Ce magistrat a rendu compte des plaidoiries dans le délibéré de la Cour, entendu en son rapport, composée de :
Mme MEUNIER Guillemette, présidente de chambre
Mme NORVAL-GRIVET Sonia, conseillère rédactrice
M. LATIL Christophe, conseiller
Greffier, lors des débats : Madame Clara MICHEL
ARRET :
— contradictoire
— par mise à disposition de l’arrêt au greffe de la Cour, les parties en ayant été préalablement avisées dans les conditions prévues au deuxième alinéa de l’article 450 du code de procédure civile.
— signé par Guillemette MEUNIER, Présidente de chambre, et par Clara MICHEL, Greffière à laquelle la minute a été remise par le magistrat signataire.
EXPOSE DES FAITS ET DE LA PROCEDURE
Par un contrat de professionnalisation à temps plein courant du 5 septembre 2016 au 29 août 2018, Mme [I] [U] [D] a été embauchée par la société [8], spécialisée dans le secteur d’activité de de la distribution de combustibles gazeux par conduites, en qualité d’assistante de direction moyennant une rémunération brute mensuelle de 1 173,30 euros.
Au dernier état de la relation contractuelle, la rémunération brute mensuelle de Mme [U] [D] était de 1 480,27 euros.
La relation contractuelle était soumise aux dispositions du code du travail.
Mme [U] [D] suivait en parallèle une formation au sein de l’établissement [5], en vue de la préparation d’un diplôme de BTS assistant de manager.
Les 2 février 2017 et 12 juin 2017, Mme [U] [D] s’est vu notifier deux avertissements par son centre de formation pour absences injustifiées.
Le 19 juillet 2017, le centre de formation a exclu Mme [U] [D] pour non-respect du règlement intérieur et écarts de comportement.
Par courrier du 19 juillet 2017, Mme [U] [D] a été convoquée à un entretien préalable fixé au 26 juillet suivant.

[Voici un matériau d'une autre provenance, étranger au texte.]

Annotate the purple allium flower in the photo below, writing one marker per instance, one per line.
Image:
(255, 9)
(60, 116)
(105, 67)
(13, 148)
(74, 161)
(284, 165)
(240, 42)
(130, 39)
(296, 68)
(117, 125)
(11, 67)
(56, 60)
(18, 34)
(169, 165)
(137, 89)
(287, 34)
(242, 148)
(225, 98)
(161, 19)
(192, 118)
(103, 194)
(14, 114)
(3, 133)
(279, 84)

Par courrier du 31 juillet 2017, Mme [U] [D] s’est vu notifier la rupture de son contrat de professionnalisation avec la société [8] pour faute grave, dans les termes suivants : « (') Malgré votre obligation de formation, [5] nous a fait part d’agissements fautifs de votre part constitués par de nombreuses absences injustifiées aux différents enseignements obligatoires prévus dans le cadre de votre formation. (') Ainsi, le nombre d’heures d’absences cumulées s’élève au total à 72 heures. (') Au regard des éléments précités et de la jurisprudence, votre conduite caractérise un manquement grave et manifeste à votre obligation de formation en vous abstenant volontairement de vous rendre aux enseignements obligatoires dispenses par [5] dans le cadre de votre formation et en ne transmettant pas les justi’catifs afférents comme demandés à la fois par [5] et nous-même (') Compte tenu de Ia gravite des faits qui vous sont reprochés, votre licenciement prend effet le 31 juillet 2017 dès la remise du courrier. (') ».
Par acte du 19 mars 2018, Mme [U] [D] a assigné la société [8] devant le conseil de prud’hommes de Paris aux fins de voir, notamment, dire que la rupture du contrat de professionnalisation était abusive et condamner son employeur à lui verser diverses sommes relatives à l’exécution et à la rupture de la relation contractuelle.
Par jugement du 12 septembre 2018, le conseil de prud’hommes de Paris a statué en ces termes :
— Déboute Mme [I] [U] [D] de l’ensemble de ses demandes.
— Déboute la SA [8] de sa demande reconventionnelle.
— Condamne Mme [I] [U] [D] au paiement des entiers dépens.
Par déclaration du 12 novembre 2018, Mme [U] [D] a interjeté appel de ce jugement, intimant la société [8].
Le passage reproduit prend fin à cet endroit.